2. The blank page really is terrifying.

No, really, it is. When I first picked up the trade, it seemed that the one thing that was common with the opinions of all writers was, “The blank page is terrifying.” Flip forward three years later, and I still dread starting a book or a story. It’s really exciting, having a fresh tale to tell, but it’s dreadfully frightening when you open your text editor and watch that black cursor blink and mock you amid all that impossible white space. “How do I fill it?” You ask yourself. One word at a time. Something tells you…yet it’s never that easy. Never.

3. You don’t pick your genre, your genre picks you.

You don’t just wake up one morning and decide you want to write Steampunk Romance…ok, for a genre that weird, you probably get to choose. But I’ve discovered that the kinds of tales you tell are deep within you already. I think this affects readers too. You just find yourself drawn to a certain genre. Perhaps this is why it’s always hard to provide a definite answer when asked, “why do you write/read this kinda stuff?” Your genre calls you to the craft. Make no mistake about it.



After 2 Years

The ending months of the year 2012 makes it two years since I became a writer. Though it’s only been a couple of years, it’s been one heck of a ride consisting of rise and falls, successes and failures, elations and let downs. In these two years, however, I’ve learned a whole lot of things about the writing process, which I outline below. There are many other things about writing, no doubt, but here are a few vitals:

No one can write your Idea as well as you

It’s how I started writing, really. That concept or idea, I always feel, dropped in your mind for a reason. I have also found out that no matter what tiny bit of an idea you get, it comes with some sort of vague idea as to who some of the characters might be. You are already bonding with the characters even before the first word is penned (whether you’re a pantser or an outliner). It’s like a soon-to-be mother in labor. The second the baby emerges, the connection between the mother and child is the strongest. Sorry, dads! It’s the plain truth. She did carry the kid for nine months, after all.

Inspiration and Passion isn’t nearly enough, discipline is required

In today’s world, everyone is teaching that you should follow your passion. Good and fine, but I found out that especially in writing, inspiration and passion aren’t nearly adequate driving forces for seeing you through to the final period. Discipline is required. If you cannot sit down at your work for protracted hours and write, your story can be likened to chasing a rainbow; you see it after the rain, but really there is no “end of the rainbow”, and there’s certainly no pot of gold there. Discipline is the transportation to the end of your manuscript.

Discipline isn’t enough, you need patience

Discipline might certainly be the transportation to the end of your manuscript, but it is a rickety way of getting there.

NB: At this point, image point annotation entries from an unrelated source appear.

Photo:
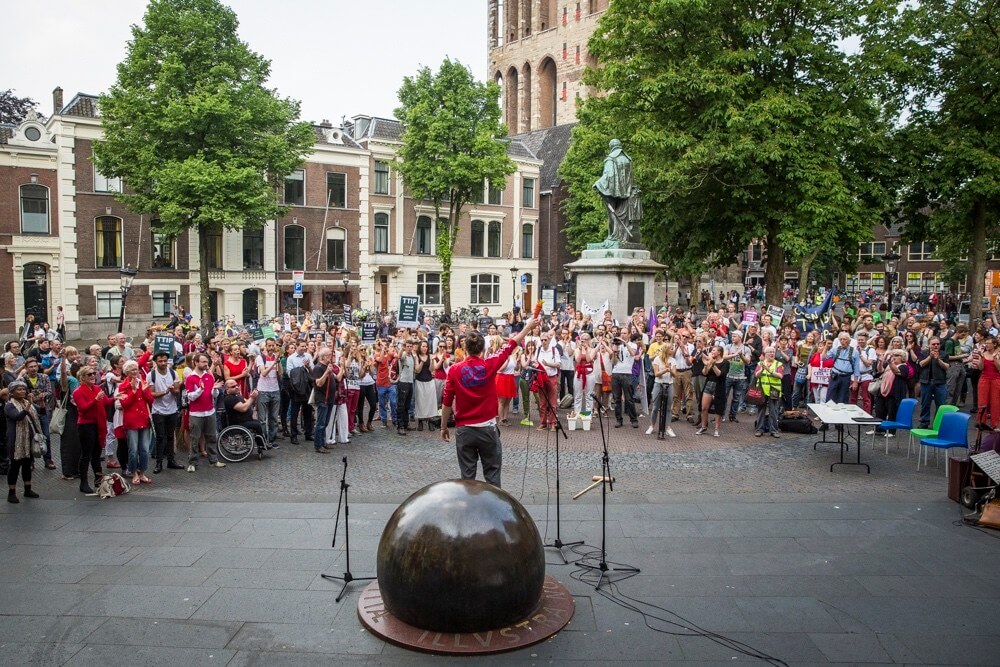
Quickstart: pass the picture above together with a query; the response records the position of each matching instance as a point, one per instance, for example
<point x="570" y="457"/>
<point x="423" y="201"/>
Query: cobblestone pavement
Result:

Oil up discipline’s joints with patience. Patience is what ensures a smooth sailing all through the writing process. Writing is a brutally remorseless process, and if you’re doing it the right way, it’s a lonely one, too. Where discipline might falter, patience stands firm. You just gostta keep pressing till you see the light at the end of the tunnel.

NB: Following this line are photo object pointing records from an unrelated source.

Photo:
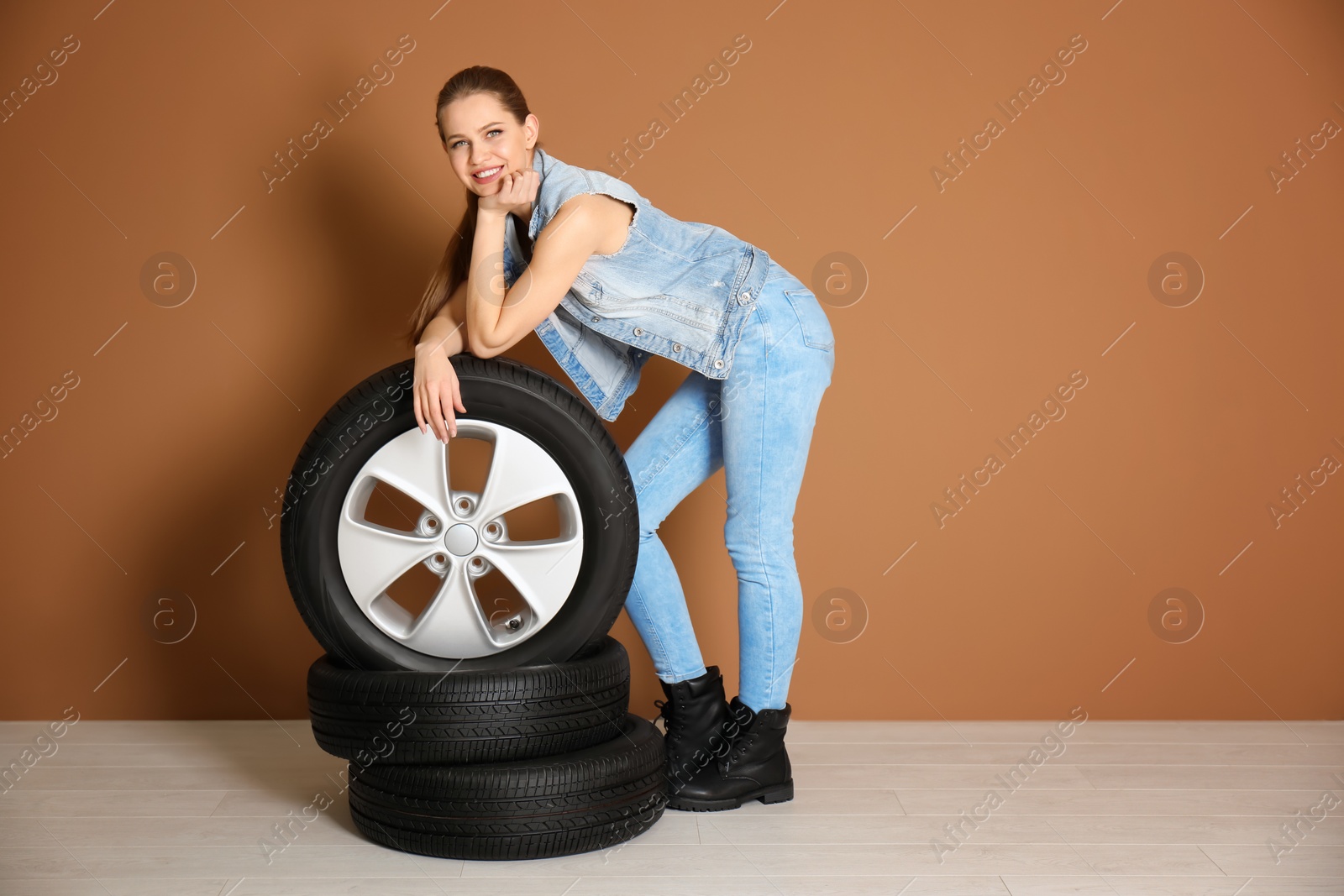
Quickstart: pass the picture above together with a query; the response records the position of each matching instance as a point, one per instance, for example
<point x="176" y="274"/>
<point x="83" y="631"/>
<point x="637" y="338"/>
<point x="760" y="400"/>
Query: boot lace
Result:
<point x="669" y="718"/>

Set goals, but start small

No one is disputing the fact that setting goals is almost the only way to achieve things, but many times we tend to get overtaken by our goals of becoming a New York Times #1 Bestseller, that we forget the number one thing writing is; a process. Have those goals—I have them, too—but instead of making your first work am epic 600 page tale, why not try your hands on writing short stories first, getting the hang of the art that is writing. I learned this the hard way.

Characters aren’t just that, they are people

Your characters aren’t just characters that help take your readers to the end of a story; they are living, breathing people with a past, a present, and a future. Like you, they have ambitions and goals, which may or may not be becoming a New York Times #1 Bestseller. If all your characters take decisions the way you would, they are nothing but clones…of you. It’s back to the drawing board, then. Sorry.

Writing should be fun, inasmuch as it is work

I did say that writing is “a brutally remorseless process” earlier. Though a hundred and ten percent true, it should be fun. If you don’t have fun writing, perhaps you should think of another career path. There is nothing worse than working in misery, trust me, I know. Above all else, you need to love writing. You need to breathe, eat, and sleep writing. Nothing, for me, comes remotely close to writing. I love it.

Reality vs. Fiction

I sat down one afternoon and began thinking about the power of a story. The power of fiction—guess that could also be the title of this post.

I sat on this day and thought to myself, If it’s impossible in real life, it’s possible in a story. If it’s impossible in a story, it’s impossible in real life.

To put it in a simpler form, fiction makes the impossible possible. I’m one of those folks that believe in the supernatural and the paranormal, you can’t convince me otherwise. I seen, and heard, of some pretty bizarre stuff because of my background. But even with the existence of the supernatural, some things are without a doubt farfetched. For example, a man not being able to distinguish the real world from a dream world (Ted Dekker’s Circle Series), or a writer’s pseudonym—who might have as well been a potential twin he gobbled up in his mother’s womb—coming to life to haunt him (Stephen King’s The Dark Half). These are all impossible scenarios in the real world.

Even though I did mention that what is impossible in fiction is definitely impossible in real life, I’m yet to find a scenario that is totally impossible to tell in a story. In a story I can single handedly amass a great following and become the president of Africa, yes, the entire continent. Nothing’s impossible in a story.

I dare say that even Jesus knew the power of a good story which is why he spoke in parables, an archaic word for fiction if you ask me.

No one wants to see reality being mimicked event-for-event in a story. It is why I say “The world is not enough, so I create an alternate.”